Gümüşhane deyince aklıma öğretmenliğimin ilk yılları gelir.

Gümüşhane deyince aklıma büyük bir keyifle sürdürdüğüm öğretmenliğimin ilk yılları gelir. Gümüşhane, doğasıyla ve insanıyla benim ikinci memleketim diyebileceğim güzel bir şehir. Ömrümün en güzel yılları Gümüşhane'de geçti. 1992'nin 02 Aralık'ında bu güzide şehirde başladı, bugün 33. yılını geride bıraktığım öğretmenliğimin ilk yılları. Bu şehirdeyken evlendim. Bu şehirde doğdu ilk çocuğum. Birçok doyumsuz güzelliği burada yaşadım.

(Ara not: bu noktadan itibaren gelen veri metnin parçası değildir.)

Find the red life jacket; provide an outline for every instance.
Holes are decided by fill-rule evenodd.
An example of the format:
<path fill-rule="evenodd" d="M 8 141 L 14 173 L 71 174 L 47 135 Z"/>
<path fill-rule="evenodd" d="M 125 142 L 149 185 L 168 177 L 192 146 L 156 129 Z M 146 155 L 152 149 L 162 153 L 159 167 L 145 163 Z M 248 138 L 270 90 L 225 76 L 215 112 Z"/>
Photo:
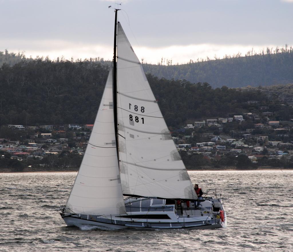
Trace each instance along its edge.
<path fill-rule="evenodd" d="M 201 188 L 199 188 L 197 189 L 195 189 L 194 190 L 195 190 L 195 192 L 196 193 L 196 195 L 197 195 L 200 194 L 200 192 L 201 190 Z"/>

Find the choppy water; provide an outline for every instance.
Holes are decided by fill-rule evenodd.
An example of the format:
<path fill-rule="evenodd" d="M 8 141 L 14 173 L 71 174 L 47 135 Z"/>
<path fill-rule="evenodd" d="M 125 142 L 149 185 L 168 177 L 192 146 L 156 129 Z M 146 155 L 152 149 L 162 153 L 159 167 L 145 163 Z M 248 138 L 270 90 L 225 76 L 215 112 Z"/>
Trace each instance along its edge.
<path fill-rule="evenodd" d="M 221 190 L 227 228 L 68 227 L 54 206 L 76 173 L 0 173 L 0 251 L 293 251 L 293 171 L 189 173 L 204 191 Z"/>

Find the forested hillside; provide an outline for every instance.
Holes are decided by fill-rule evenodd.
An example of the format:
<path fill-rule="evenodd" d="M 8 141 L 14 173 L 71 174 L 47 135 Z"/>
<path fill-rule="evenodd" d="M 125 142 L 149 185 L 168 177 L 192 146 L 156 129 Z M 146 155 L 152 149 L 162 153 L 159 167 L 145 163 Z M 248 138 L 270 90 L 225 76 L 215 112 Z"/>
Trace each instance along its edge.
<path fill-rule="evenodd" d="M 93 123 L 109 67 L 93 60 L 23 61 L 0 71 L 0 124 Z M 246 111 L 268 102 L 260 90 L 212 88 L 207 83 L 147 77 L 168 126 Z M 251 109 L 253 109 L 252 108 Z"/>
<path fill-rule="evenodd" d="M 164 64 L 166 64 L 167 65 Z M 222 59 L 190 61 L 172 65 L 162 59 L 158 65 L 144 64 L 145 71 L 159 78 L 185 79 L 193 83 L 207 82 L 213 87 L 225 86 L 257 87 L 293 83 L 293 49 L 287 47 L 265 52 L 249 52 Z"/>
<path fill-rule="evenodd" d="M 50 61 L 47 58 L 38 57 L 37 59 Z M 0 52 L 0 66 L 4 63 L 13 66 L 27 59 L 23 53 L 15 54 Z M 99 57 L 88 61 L 108 66 L 111 62 Z M 62 58 L 57 62 L 64 61 Z M 71 62 L 87 61 L 78 59 Z M 143 63 L 144 63 L 143 62 Z M 244 57 L 238 54 L 226 55 L 223 59 L 204 60 L 190 60 L 187 64 L 172 65 L 171 61 L 162 58 L 157 65 L 144 63 L 144 71 L 159 78 L 168 79 L 186 80 L 192 83 L 207 82 L 213 87 L 223 86 L 229 87 L 240 87 L 251 86 L 269 86 L 293 83 L 293 48 L 286 46 L 274 50 L 267 48 L 265 51 L 257 53 L 252 50 Z"/>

Beş sene öğretmenlik yaptığım Gümüşhane, hafızamda kendine hep yer edindi. İlk evimi tuttuğum Hasanbey Mahallesi'ni, beş sene görev yaptığım Gümüşhane Lisesi'ni ve dört yıl ikamet ettiğim lise lojmanlarını hiçbir zaman unutmadım. Kuşakkaya Dağı'yla Harşit Nehri'yle, Tekke beldesiyle ve Süleymaniye'siyle hiçbir zaman unutmadım Gümüşhane'yi.

Gümüşhane'de bulunduğum beş sene içerisinde bu güzel şehirde iz bırakmaya çalıştım. Başta meslektaşlarım olan öğretmenler olmak üzere, değişik meslek gruplarından birbirinden kıymetli dostlar edindim. Çok kıymeti öğrencilerim oldu. Onları, dününü ve dinini unutmayan ahlâklı fertler olarak geleceğe hazırlamak için gecemizi gündüzümüze kattık.

Gümüşhane deyince aklıma Hüseyin Nihal ATSIZ gelir.

Gümüşhane deyince aklıma Hüseyin Nihal ATSIZ gelir. O ki Harşit'in Türkçe yazan, Türkçe yaşayan yiğit delikanlısıdır. O ki ateşle barut arasında geçen çileli bir ömrün kahramanıdır. Cumhuriyet dönemi Türk edebiyatının gür sesli şair ve yazarlarından biridir. Yazdığını yaşayan, yaşadığını yazan doğru(cu); üretken, sarsılmaz, güçlü ve gür sesli bir dava adamıdır o. Tarih ve edebiyat sahasında eksik gördüklerini kalemiyle tekmil edendir.

"Bozkurtlar Diriliyor" ve "Bozkurtların Ölümü" romanlarının yazarı da olan Hüseyin Nihal Atsız, edebiyatçılığının yanında, Türk (İnönü) Ansiklopedisi’ne 40 madde yazmış iyi bir tarihçiydi. Her nefeste Türkçülük davasını soluyan Atsız; gözü kara, yiğit bir kalem ve kelâm erbabıdır. Davası için dünyayı ve içindekileri elinin tersiyle itme azmini ve kararlılığını göstermiştir. İkbal ve makam için virgül gibi eğilmemiş, bir ömür elif gibi dimdik durmuştur. O ki, öksüz Türklüğünü bin cihana değişmeyen bir kararlılık ve şahsiyet abidesiydi.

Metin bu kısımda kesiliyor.